Selected elementary excerpts from To Educate the Human Potential, Chapter 1: “The Six-Year-Old Confronted with the Cosmic Plan,” which was first published in 1948.
“Education between the ages of six and twelve is not a direct continuation of that which has gone before, though it is built upon that basis. Psychologically there is a decided change in personality, and we recognize that nature has made this a period for the acquisition of culture, just as the former was for the absorption of environment.… Knowledge can best be given where there is eagerness to learn, so this is the period when the seed of everything can be sown, the child’s mind being like a fertile field, ready to receive what will germinate into culture.… Interest will no longer be there if the seed be sown too late, but at six years of age all items of culture are received enthusiastically, and later these seeds will expand and grow.… But to give the whole of modern culture has become an impossibility and so a need arises for a special method, whereby all factors of culture may be introduced to the six-year-old; not in a syllabus to be imposed on him, or with exactitude of detail, but in the broadcasting of the maximum number of seeds of interest.
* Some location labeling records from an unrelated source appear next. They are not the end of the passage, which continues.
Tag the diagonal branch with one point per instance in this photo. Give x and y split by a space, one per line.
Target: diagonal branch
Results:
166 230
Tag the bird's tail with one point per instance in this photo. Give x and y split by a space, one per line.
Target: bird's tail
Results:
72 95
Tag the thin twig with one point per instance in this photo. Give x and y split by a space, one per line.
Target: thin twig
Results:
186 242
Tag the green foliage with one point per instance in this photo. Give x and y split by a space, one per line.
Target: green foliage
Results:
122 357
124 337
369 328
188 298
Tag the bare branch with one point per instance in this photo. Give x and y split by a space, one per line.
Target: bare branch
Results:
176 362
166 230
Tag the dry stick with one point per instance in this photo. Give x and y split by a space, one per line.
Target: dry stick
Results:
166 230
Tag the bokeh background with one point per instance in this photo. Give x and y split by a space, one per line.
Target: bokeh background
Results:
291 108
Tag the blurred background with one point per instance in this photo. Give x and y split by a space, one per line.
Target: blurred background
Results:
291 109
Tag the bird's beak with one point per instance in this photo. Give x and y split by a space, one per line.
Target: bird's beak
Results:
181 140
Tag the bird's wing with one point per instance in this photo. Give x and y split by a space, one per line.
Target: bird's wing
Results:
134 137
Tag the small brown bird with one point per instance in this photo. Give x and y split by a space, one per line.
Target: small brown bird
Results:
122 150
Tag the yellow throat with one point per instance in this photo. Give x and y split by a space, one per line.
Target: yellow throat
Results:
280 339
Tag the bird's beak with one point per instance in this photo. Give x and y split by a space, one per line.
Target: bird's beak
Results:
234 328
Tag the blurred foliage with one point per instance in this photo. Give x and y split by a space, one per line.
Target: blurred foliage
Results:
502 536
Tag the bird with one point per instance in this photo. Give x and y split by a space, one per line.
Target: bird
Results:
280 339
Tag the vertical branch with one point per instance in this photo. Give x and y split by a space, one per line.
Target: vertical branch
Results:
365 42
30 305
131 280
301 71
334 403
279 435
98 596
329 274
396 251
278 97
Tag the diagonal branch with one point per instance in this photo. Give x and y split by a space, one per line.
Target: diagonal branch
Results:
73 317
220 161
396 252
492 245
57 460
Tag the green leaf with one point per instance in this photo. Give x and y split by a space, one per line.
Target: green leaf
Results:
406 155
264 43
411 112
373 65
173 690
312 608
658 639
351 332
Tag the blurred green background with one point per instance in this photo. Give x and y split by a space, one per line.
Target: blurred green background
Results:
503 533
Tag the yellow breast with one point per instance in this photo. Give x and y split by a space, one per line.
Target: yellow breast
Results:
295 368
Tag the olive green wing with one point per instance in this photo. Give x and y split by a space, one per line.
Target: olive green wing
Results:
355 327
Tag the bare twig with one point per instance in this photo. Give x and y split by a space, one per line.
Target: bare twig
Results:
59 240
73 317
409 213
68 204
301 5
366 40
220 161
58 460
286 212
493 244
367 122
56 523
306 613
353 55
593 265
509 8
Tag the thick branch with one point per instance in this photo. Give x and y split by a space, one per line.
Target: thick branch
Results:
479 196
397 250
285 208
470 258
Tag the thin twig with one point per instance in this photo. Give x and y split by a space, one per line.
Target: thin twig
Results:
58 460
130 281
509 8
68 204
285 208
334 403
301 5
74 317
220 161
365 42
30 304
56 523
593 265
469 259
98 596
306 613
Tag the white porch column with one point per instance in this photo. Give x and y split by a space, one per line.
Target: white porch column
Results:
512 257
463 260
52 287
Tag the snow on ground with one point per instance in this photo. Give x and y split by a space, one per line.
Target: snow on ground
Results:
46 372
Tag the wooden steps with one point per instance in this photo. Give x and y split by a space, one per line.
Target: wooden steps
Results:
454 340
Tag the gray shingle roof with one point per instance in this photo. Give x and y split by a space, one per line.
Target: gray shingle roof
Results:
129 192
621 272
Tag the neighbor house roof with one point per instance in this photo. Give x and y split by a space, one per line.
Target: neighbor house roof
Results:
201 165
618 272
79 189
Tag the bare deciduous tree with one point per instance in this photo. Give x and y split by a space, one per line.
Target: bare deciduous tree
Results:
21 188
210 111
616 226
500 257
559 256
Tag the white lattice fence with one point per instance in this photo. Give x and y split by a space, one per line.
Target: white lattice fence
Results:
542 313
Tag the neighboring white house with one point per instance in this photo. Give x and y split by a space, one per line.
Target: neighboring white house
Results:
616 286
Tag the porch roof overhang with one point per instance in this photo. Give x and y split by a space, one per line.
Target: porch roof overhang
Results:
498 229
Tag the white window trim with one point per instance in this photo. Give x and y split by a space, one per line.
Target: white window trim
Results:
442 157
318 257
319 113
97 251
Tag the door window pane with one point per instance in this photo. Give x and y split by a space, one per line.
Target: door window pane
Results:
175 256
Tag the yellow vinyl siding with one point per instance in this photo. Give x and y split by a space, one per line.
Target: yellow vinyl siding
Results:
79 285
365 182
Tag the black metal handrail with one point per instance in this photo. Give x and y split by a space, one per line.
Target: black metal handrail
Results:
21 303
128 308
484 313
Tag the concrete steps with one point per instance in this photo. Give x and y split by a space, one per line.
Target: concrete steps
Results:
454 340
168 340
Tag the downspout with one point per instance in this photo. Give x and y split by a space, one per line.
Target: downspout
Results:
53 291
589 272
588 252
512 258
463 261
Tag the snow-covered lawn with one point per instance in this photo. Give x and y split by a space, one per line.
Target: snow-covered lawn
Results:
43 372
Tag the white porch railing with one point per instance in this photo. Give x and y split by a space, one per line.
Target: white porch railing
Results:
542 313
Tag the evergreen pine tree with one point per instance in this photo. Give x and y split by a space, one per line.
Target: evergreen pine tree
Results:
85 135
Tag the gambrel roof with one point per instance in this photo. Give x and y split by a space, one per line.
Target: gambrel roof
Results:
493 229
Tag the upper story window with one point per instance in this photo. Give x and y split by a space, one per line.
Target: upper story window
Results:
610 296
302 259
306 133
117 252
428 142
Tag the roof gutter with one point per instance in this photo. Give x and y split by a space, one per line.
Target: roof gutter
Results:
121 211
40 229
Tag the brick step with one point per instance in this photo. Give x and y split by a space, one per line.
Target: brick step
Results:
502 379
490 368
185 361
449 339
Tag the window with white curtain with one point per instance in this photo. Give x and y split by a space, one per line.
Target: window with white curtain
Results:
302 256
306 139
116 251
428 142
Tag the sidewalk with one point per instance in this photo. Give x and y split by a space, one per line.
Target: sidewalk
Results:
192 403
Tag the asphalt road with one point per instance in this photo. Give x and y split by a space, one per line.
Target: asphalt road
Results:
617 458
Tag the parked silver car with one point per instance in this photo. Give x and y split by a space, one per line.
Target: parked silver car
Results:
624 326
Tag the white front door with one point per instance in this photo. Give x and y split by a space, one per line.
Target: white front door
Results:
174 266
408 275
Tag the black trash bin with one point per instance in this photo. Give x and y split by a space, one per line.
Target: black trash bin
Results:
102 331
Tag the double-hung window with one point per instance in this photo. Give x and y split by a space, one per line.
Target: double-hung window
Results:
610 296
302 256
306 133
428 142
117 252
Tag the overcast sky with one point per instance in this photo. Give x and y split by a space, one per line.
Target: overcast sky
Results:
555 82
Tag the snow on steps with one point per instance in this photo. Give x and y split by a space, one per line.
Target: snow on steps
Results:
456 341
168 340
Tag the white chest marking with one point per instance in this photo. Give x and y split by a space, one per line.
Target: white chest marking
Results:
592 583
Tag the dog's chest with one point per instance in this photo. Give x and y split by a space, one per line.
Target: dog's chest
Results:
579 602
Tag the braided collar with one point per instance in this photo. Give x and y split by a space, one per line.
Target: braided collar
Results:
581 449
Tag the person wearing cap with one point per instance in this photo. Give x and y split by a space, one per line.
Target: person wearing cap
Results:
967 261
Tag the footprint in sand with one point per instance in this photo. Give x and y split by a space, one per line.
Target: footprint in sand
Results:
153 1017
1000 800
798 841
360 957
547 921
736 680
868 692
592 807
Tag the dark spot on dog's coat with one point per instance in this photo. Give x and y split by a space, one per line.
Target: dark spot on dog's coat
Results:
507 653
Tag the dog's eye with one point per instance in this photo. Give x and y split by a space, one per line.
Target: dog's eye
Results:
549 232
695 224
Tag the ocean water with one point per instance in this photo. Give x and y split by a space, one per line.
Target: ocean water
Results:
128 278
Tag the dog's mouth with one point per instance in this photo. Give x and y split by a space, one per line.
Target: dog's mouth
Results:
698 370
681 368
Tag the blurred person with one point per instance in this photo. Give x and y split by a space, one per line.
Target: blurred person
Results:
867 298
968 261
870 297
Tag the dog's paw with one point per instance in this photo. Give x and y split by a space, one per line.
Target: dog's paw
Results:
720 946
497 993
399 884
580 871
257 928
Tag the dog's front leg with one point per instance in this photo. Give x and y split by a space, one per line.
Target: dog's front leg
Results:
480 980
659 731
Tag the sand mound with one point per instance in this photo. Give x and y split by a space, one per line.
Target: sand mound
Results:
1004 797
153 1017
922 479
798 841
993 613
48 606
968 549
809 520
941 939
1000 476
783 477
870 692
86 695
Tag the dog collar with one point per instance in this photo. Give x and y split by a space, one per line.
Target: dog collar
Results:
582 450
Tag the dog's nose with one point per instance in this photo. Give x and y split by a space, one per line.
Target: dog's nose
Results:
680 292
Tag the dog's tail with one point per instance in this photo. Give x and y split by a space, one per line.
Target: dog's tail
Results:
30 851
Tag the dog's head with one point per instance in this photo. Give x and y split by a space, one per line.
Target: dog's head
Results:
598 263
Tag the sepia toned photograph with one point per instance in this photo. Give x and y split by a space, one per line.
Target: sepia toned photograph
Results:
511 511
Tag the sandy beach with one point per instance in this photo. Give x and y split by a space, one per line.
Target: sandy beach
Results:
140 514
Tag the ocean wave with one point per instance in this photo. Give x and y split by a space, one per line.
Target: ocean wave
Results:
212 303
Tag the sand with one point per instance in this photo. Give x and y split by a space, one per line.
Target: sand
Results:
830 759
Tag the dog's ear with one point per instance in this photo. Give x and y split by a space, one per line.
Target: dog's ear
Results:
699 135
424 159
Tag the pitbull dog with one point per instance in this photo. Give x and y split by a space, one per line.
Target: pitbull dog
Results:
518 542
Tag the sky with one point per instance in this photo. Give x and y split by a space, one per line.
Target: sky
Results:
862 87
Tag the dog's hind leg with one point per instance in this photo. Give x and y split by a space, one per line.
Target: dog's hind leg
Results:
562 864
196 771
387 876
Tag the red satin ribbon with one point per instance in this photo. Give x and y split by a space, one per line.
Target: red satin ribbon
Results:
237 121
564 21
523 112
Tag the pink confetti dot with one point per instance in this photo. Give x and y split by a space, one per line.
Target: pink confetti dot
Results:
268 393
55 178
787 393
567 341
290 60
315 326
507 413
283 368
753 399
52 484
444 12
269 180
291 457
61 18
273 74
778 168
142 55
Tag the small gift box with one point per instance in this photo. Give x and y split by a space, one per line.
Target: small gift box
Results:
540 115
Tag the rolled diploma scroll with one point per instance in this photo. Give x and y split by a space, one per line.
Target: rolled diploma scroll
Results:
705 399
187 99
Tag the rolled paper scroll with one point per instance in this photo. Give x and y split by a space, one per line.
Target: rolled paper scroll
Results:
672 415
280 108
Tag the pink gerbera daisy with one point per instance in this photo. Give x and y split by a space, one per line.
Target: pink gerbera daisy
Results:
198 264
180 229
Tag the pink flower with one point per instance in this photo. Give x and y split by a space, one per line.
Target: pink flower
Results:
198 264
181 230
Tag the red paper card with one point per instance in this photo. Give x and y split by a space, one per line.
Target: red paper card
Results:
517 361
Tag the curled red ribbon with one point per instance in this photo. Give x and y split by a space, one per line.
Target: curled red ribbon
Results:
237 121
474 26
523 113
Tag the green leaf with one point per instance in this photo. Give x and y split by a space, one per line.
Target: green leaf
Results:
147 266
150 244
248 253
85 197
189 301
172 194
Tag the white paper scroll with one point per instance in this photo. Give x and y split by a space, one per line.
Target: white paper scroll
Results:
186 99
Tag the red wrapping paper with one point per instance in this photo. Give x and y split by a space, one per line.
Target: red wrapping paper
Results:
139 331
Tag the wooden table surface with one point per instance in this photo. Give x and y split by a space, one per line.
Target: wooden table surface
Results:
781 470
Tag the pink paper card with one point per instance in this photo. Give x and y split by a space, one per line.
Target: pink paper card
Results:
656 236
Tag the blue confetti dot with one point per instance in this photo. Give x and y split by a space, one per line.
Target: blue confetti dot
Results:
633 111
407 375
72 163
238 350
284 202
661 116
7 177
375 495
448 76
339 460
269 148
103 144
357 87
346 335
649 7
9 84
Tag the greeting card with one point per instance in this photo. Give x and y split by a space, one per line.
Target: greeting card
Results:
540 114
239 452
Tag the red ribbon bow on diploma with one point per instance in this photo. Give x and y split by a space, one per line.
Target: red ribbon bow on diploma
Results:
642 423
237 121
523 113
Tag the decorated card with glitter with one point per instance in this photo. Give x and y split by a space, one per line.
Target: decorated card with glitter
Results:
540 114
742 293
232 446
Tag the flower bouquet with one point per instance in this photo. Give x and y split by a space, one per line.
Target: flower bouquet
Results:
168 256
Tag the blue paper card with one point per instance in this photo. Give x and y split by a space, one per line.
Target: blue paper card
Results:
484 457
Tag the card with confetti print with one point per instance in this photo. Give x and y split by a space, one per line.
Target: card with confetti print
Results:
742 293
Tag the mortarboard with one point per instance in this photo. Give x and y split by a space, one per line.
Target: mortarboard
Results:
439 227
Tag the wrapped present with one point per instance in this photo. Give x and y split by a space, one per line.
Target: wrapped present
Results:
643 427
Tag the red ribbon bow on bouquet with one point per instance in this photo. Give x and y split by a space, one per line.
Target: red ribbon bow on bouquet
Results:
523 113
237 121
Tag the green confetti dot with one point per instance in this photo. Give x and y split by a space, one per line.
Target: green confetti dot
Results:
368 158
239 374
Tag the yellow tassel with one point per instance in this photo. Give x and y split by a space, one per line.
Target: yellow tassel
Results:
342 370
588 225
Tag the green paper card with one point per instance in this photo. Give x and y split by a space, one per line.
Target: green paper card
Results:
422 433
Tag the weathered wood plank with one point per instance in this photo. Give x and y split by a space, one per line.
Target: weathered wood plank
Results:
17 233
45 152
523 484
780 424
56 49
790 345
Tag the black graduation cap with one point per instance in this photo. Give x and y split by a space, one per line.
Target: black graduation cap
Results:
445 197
These will be held lightly in the mind, but will be capable of later germination, as the will becomes more directive, and thus he may become an individual suited to these expansive times.”
“The child must learn by his own individual activity, being given a mental freedom to take what he needs, and not to be questioned in his choice. Our teaching must only answer the mental needs of the child, never dictate them. Just as a small child cannot be still because he is in need of coordinating his movements, so the older child, who may seem troublesome in his curiosity over the what, why, and wherefore of everything he sees, is building up his mind by this mental activity, and must be given a wide field of culture on which to feed. The task of teaching becomes easy, since we do not need to choose what we shall teach, but should place all before him for the satisfaction of his mental appetite. He must have absolute freedom of choice, and then he requires nothing but repeated experiences which will become increasingly marked by interest and serious attention, during his acquisition of some desired knowledge.”
“If the idea of the universe be presented to the child in the right way, it will do more for him than just arouse his interest, for it will create in him admiration and wonder, a feeling loftier than any interest and more satisfying. The child’s mind then will no longer wander, but becomes fixed and can work. The knowledge he then acquires is organized and systematic; his intelligence becomes whole and complete because of the vision of the whole that has been presented to him, and his interest spreads to all, for all are linked and have their place in the universe on which his mind is centered.… A great curiosity arises, which can never be satiated; so will last through a lifetime.”